Il peut l'être sur un registre inattendu. Ainsi, Michelin a-t-il lancé, l'année dernière, au sein de son CEE, une enquête sur la flexibilité. « Nous avons distribué à quelque 500 salariés de différents sites européens, tournant tous 7 jours sur 7, un questionnaire élaboré par un consultant et sept membres du CEE, détaille Christian Tschann, président du CEE et directeur de la zone Europe du groupe Michelin. Il en est ressorti que la flexibilité est perçue comme une contrainte, mais aussi comme une opportunité. Cette enquête aurait très bien pu être menée par la direction seule, mais sans obtenir la même crédibilité et, peut-être, le même degré d'intérêt. Elle a aussi permis de partager, avec les représentants du personnel, toutes les facettes et vérités d'un sujet aussi délicat. »
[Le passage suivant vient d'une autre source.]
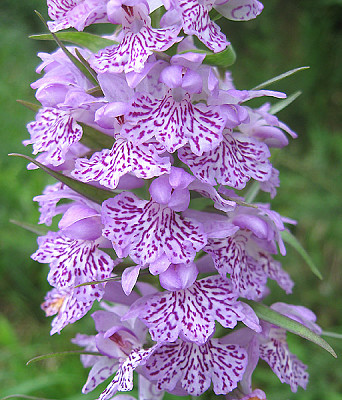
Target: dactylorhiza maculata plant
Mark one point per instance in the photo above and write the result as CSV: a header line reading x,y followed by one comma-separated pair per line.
x,y
151,144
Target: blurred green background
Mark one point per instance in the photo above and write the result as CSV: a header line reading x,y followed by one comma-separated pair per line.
x,y
288,34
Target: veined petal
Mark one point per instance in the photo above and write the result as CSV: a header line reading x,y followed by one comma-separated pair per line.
x,y
123,380
108,166
76,13
286,366
196,21
103,368
230,257
174,123
240,10
53,132
237,159
196,366
192,312
148,231
73,262
66,303
132,53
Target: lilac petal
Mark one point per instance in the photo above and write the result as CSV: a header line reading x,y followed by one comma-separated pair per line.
x,y
275,272
240,10
148,391
178,276
88,342
81,222
192,312
237,159
271,184
285,365
129,278
146,231
108,166
230,257
66,304
104,368
160,190
196,21
210,192
115,294
201,126
73,262
77,14
195,366
53,132
215,225
132,53
123,380
179,200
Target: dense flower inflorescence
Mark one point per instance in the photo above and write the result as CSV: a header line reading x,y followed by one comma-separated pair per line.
x,y
164,140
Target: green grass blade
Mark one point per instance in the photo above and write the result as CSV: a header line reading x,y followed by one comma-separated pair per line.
x,y
293,241
92,193
267,314
279,78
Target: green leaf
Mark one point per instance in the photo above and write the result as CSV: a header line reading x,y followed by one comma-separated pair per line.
x,y
60,353
267,314
279,77
38,230
78,64
24,396
223,59
280,105
92,193
293,241
84,39
332,334
94,139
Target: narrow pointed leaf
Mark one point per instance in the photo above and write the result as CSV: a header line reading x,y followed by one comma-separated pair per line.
x,y
38,230
293,241
24,396
92,193
267,314
332,334
280,105
61,353
29,105
94,139
83,39
279,77
223,59
71,57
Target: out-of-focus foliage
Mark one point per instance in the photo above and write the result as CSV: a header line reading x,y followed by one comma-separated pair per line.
x,y
288,34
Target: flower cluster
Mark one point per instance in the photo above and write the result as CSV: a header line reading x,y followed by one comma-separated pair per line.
x,y
163,139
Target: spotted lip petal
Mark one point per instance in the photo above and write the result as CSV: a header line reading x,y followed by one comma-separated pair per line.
x,y
191,312
196,366
137,45
123,380
239,10
68,306
174,123
237,159
53,133
148,231
75,13
73,262
196,21
107,166
286,366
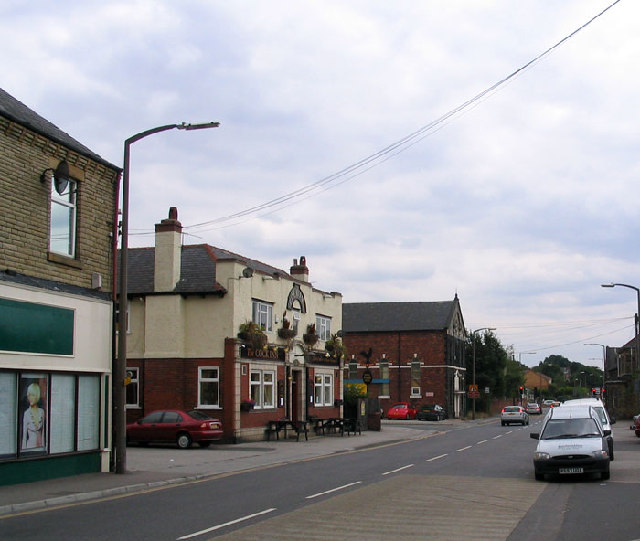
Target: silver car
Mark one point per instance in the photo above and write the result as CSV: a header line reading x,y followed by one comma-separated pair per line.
x,y
514,414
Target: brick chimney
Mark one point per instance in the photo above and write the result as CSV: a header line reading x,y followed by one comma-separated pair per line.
x,y
301,271
168,252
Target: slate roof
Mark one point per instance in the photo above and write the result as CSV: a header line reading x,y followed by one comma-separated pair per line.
x,y
18,112
397,316
197,270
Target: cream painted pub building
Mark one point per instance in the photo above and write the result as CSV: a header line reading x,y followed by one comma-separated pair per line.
x,y
192,310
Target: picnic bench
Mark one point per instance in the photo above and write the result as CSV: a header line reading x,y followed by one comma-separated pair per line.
x,y
277,425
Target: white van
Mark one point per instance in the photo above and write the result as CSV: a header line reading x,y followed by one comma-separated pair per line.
x,y
602,412
572,441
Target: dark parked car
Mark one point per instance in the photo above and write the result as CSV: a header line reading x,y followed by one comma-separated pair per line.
x,y
181,427
402,410
431,412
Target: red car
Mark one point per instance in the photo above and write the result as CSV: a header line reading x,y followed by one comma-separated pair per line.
x,y
402,410
181,427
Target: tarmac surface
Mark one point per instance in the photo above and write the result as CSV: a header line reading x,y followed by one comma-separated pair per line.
x,y
157,466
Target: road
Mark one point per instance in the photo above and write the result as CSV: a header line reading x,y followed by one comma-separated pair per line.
x,y
475,483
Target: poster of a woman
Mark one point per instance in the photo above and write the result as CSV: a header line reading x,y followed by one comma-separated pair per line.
x,y
34,418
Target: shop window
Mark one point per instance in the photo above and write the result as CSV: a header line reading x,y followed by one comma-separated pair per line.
x,y
62,226
8,415
323,327
88,413
63,413
43,413
208,387
262,314
323,389
132,390
262,388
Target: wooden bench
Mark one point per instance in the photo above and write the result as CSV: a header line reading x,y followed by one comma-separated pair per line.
x,y
277,425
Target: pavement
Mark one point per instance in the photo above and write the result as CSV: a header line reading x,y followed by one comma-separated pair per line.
x,y
160,466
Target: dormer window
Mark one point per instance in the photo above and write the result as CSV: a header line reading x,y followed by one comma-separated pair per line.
x,y
62,228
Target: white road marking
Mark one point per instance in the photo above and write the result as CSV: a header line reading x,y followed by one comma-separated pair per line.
x,y
213,528
332,490
399,469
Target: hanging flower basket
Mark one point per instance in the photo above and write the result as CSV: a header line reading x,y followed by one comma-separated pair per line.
x,y
287,334
247,404
310,337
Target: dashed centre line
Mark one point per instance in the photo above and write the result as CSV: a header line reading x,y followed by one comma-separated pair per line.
x,y
332,490
399,469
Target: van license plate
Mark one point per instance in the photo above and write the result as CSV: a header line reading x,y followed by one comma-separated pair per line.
x,y
571,470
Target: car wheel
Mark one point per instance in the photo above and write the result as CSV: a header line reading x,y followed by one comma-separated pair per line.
x,y
184,440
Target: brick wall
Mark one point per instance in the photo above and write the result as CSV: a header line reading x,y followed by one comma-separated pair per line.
x,y
24,206
430,348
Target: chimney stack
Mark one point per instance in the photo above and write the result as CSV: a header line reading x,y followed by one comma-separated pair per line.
x,y
168,252
301,271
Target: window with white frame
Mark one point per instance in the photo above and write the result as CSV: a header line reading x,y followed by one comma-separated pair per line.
x,y
62,226
323,327
384,375
262,388
416,368
323,389
262,314
208,387
296,319
132,389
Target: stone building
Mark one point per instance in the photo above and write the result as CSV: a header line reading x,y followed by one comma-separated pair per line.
x,y
417,351
58,208
229,335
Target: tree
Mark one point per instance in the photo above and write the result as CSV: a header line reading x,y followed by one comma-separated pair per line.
x,y
494,366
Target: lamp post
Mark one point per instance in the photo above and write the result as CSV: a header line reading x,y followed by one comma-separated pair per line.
x,y
473,340
604,358
118,376
636,319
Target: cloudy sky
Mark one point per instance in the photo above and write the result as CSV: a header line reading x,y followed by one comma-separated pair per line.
x,y
366,126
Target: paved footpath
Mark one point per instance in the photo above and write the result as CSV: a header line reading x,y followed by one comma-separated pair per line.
x,y
149,467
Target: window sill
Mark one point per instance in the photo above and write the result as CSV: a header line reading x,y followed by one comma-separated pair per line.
x,y
64,260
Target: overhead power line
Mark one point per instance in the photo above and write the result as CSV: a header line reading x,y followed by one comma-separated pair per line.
x,y
360,167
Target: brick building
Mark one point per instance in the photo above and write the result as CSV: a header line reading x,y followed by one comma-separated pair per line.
x,y
417,351
191,343
58,208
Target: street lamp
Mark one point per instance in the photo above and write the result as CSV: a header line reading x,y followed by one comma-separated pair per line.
x,y
473,340
604,359
118,376
636,319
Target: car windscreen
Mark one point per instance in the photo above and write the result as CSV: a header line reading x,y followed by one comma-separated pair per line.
x,y
198,415
570,428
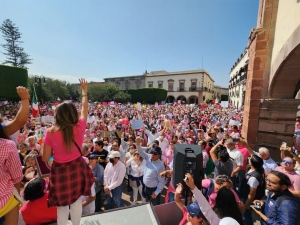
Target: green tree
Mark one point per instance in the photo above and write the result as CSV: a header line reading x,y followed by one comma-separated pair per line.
x,y
15,54
96,92
122,97
73,91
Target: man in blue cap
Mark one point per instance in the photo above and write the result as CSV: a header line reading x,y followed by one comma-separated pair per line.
x,y
154,183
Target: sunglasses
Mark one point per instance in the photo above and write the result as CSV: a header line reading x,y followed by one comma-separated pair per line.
x,y
269,181
154,153
286,161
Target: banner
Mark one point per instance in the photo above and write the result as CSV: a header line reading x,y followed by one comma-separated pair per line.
x,y
234,122
137,124
111,134
224,104
48,119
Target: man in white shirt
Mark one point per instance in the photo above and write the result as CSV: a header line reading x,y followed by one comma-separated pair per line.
x,y
88,202
151,135
235,133
237,160
114,174
98,137
163,144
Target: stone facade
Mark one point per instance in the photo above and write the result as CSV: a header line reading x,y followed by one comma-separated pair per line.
x,y
237,82
127,82
273,78
187,86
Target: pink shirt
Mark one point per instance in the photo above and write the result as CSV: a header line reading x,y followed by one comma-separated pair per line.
x,y
212,197
205,158
168,137
168,155
55,140
294,177
10,170
246,155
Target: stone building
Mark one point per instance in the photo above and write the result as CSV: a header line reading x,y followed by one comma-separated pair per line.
x,y
218,91
237,82
127,82
273,77
185,86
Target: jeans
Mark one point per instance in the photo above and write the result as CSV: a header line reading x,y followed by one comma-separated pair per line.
x,y
116,196
75,211
248,215
98,201
241,176
149,192
233,179
171,197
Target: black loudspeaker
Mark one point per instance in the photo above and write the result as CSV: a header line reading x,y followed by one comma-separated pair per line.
x,y
187,159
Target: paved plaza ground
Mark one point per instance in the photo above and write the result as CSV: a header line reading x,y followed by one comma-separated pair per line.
x,y
127,199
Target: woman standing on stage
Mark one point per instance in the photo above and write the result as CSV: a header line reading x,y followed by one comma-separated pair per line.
x,y
70,176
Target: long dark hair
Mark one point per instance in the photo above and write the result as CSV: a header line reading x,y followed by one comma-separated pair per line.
x,y
34,189
257,163
3,133
226,205
66,118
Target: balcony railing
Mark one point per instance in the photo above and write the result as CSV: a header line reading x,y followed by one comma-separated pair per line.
x,y
195,88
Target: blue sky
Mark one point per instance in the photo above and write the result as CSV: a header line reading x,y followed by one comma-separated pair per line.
x,y
99,39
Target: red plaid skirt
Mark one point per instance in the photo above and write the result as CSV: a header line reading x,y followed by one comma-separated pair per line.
x,y
68,181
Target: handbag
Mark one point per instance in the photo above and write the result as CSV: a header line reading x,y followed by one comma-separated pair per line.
x,y
132,183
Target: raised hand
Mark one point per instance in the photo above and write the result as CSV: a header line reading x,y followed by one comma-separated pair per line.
x,y
83,84
23,92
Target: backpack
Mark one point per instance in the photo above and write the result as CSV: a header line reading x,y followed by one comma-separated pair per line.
x,y
282,198
260,191
207,191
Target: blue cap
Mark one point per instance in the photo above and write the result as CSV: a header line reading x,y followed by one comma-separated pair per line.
x,y
194,210
93,156
156,149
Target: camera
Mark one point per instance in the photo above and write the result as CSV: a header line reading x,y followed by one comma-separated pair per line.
x,y
213,142
257,206
220,149
294,151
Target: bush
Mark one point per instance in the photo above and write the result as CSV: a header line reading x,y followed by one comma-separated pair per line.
x,y
148,95
10,78
224,97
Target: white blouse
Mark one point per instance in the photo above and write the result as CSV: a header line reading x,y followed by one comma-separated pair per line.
x,y
136,171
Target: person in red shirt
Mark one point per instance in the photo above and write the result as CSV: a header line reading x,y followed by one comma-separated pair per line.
x,y
36,211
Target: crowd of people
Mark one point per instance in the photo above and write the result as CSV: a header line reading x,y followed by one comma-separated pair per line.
x,y
95,148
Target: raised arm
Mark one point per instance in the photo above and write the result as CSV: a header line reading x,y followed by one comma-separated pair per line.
x,y
250,151
84,109
22,115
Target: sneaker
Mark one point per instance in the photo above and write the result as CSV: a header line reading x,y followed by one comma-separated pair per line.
x,y
104,202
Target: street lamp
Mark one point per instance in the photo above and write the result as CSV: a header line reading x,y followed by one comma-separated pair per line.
x,y
38,81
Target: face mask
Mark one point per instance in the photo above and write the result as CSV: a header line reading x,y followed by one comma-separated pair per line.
x,y
30,175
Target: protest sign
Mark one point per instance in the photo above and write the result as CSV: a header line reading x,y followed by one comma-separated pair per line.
x,y
48,119
234,122
139,106
137,124
224,104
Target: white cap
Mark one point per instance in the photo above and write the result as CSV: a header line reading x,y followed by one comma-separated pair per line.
x,y
114,154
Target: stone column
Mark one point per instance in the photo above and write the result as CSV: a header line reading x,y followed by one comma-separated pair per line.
x,y
260,50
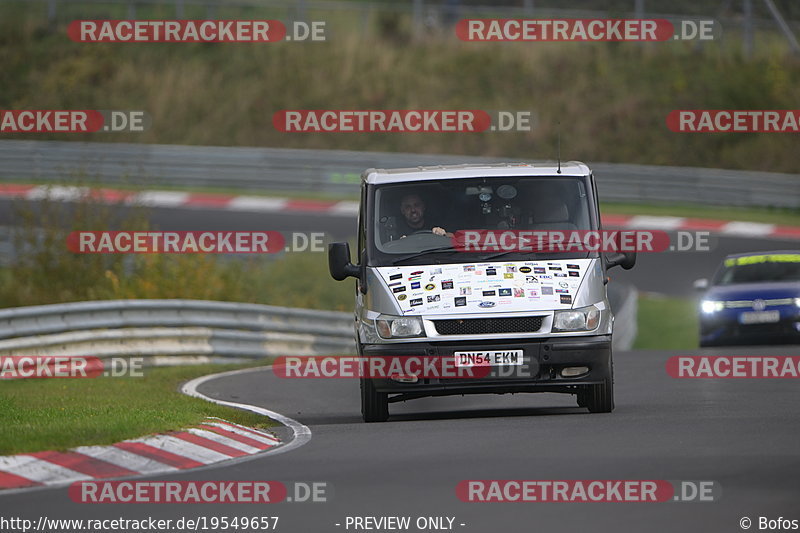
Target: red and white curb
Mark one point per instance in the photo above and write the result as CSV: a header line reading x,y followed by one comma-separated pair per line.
x,y
262,204
256,204
213,441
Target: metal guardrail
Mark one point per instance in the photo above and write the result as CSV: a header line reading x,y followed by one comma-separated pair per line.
x,y
172,329
338,171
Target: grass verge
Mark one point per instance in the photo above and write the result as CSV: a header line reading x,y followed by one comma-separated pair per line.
x,y
666,323
56,414
784,217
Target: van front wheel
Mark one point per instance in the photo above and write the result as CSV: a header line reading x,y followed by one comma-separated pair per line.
x,y
374,404
600,398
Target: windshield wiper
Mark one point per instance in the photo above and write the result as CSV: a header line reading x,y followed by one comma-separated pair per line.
x,y
426,252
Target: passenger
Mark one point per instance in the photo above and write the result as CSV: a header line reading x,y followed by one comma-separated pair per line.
x,y
412,206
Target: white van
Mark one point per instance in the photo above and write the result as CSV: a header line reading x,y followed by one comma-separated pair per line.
x,y
540,321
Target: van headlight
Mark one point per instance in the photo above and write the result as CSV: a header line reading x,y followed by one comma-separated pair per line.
x,y
710,306
583,319
390,327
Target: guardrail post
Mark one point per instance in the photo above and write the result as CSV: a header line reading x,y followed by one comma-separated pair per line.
x,y
51,12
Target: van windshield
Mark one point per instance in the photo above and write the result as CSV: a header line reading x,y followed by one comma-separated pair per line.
x,y
416,221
Le dynamisme des CEE repose, évidemment, sur la volonté de ses différents partenaires. Peut-être qu'une directive révisée, plus exigeante, créera les conditions pour une généralisation de ce type de pratiques ?

(1) Comités d'entreprises européens, faits et chiffres, de Peter Kerckhofs, Institut syndical européen, 2003.

(2) Selon l'ISL, 62 % des accords prévoient un comité restreint.

L'essentiel

1 Passé la nécessaire période d'apprentissage, les CEE évoluent et se donnent, peu à peu, les moyens de construire un dialogue social européen.

2 Pour parer aux imprécisions du rôle du CEE dans le cadre de restructurations, certaines entreprises, via leur accord, tranchent en donnant davantage de prérogatives à leur instance européenne. Les jurisprudences n'y sont pas étrangères.

3 Sans pour autant être un lieu de production contractuelle, le CEE débat des politiques sociales du groupe et parvient à l'élaboration d'un cadre de cohérence.